PES2011 on the PS3 in the year 2018 is not without its challenges, but it is a marvellous football game, which more than makes up for everything the game – and the platform – lacks.
And Master League, of course, was better in the old days.
Tootling around in the Master League menus, what do I find but the individual training menus, which I had almost completely forgotten existed.
This is where you allocate Focus Points on a per-player basis, and have the option of adding skills through skill cards. Similar to PES2018’s system, but better in all sorts of ways. First because there will be an undoubted effect upon the players that translates to on-pitch action. And second because of the sheer time it takes to complete the training, and the financial commitment required.
For example, here I am training up Schwarz in the Passing skill (I want him to be the complete player, moving forward).
PES2011’s menus’ trademark lighting effects spoil this screenshot, and most screenshots of the game, but it can’t be helped.
Note the length of time it will take: 72 weeks. SEVENTY-TWO WEEKS! Instant gratification, I don’t think so. Those 72 weeks would have been 144 weeks if I hadn’t allocated a precious Focus Point to the Skill Training. Decisions, decisions. After every week there’s an appreciable cost deducted form my budget for this training. Granted, I’ve got the cheaty Advanced Start, which means a bigger budget, which means this training isn’t squeezing my finances as much as it otherwise might.

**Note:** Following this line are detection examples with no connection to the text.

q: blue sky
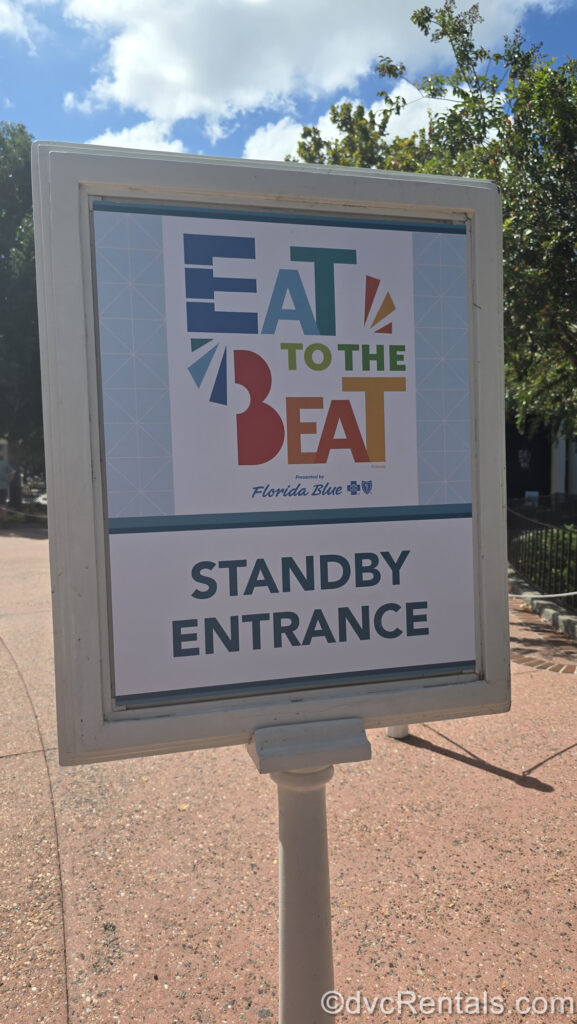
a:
[0,0,577,160]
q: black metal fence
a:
[507,495,577,612]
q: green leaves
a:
[298,0,577,427]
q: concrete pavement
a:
[0,529,577,1024]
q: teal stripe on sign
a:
[109,504,472,534]
[116,662,477,708]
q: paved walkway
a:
[0,530,577,1024]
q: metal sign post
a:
[248,719,371,1024]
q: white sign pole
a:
[273,766,334,1024]
[248,719,371,1024]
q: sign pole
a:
[248,719,371,1024]
[272,766,334,1024]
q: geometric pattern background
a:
[94,209,471,518]
[413,231,471,505]
[94,210,174,518]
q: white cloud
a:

This Training menu demonstrates just one aspect of many in which Master League has been dumbed down in more recent years.
PES2011 and its immediate predecessor were the best Master Leagues that the series has ever seen. Why they were dismantled in the way that they were is one of the great enduring mysteries of gaming, and of life itself. The obvious answer why is that Konami wished to facilitate online gaming, which entailed reducing the amount of time that users were spending in a non-profit mode. This seems to be the only rational answer, regrettably.

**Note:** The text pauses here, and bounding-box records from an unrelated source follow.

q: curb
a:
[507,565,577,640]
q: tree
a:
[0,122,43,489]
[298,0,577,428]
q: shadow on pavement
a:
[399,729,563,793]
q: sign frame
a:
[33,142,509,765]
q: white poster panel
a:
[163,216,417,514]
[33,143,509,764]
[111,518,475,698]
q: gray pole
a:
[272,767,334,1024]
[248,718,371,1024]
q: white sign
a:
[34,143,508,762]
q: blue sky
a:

I’ve played 6 League matches and 1 in the FA Cup. I won the latter 2-1 with a stylish diving header at the end from El Moubarki, arriving late to a deep cross. I thought about getting the phone out to make a recording of the goal, but in truth, it wasn’t remarkable enough to make it worth the effort. Had that been a PS4 goal, you would be watching the replay even now. This is one of the factors about going back to the PS3. The threshold for what is and isn’t a recordable goal is raised by some margin.
The table – look at that lovely Bundesliga logo, and that lovely Division 2 name, and just look at the hodgepodge of teams and their lovely badges:
Now that’s a proper old-school Master League screenshot, right there.

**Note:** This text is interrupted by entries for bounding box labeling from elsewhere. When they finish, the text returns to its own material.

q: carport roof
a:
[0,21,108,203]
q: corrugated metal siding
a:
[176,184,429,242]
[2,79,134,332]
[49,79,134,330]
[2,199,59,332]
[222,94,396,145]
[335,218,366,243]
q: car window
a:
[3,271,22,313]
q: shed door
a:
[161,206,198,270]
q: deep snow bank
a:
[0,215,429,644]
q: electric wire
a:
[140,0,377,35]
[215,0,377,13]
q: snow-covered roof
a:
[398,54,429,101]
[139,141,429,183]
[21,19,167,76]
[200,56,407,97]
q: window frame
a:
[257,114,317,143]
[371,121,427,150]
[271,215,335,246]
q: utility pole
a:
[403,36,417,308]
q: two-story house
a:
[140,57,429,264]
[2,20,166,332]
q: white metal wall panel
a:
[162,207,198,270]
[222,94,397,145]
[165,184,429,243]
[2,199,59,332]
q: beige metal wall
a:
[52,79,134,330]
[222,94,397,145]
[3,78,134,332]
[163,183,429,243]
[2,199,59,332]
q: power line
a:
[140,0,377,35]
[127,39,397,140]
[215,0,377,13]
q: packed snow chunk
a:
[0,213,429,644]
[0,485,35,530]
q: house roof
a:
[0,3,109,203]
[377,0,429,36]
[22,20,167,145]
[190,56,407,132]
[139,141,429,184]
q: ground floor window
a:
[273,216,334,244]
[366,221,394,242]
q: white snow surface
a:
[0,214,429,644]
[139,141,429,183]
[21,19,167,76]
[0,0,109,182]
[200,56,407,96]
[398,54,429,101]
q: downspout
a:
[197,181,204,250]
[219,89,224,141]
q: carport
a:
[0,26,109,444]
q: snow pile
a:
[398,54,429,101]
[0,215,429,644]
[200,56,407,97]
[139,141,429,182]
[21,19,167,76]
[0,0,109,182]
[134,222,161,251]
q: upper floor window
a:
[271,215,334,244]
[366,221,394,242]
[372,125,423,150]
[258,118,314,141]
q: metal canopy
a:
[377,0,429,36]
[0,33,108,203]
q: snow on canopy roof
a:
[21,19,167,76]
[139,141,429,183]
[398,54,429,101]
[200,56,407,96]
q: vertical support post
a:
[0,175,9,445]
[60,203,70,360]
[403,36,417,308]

So what’s the state of PES2011 after a week?
Well, my life right now is such that I get very little time to play, relatively speaking. I tend to play just two or three good sessions per week, rather than an almost-daily session as of old. I’ll be honest and confess that my thoughts have often turned back to the PS4, or even to the PC platform. I think often about the joys and conveniences of what I could find there. But the quality of PES2011 on the PS3 transcends every issue at the moment.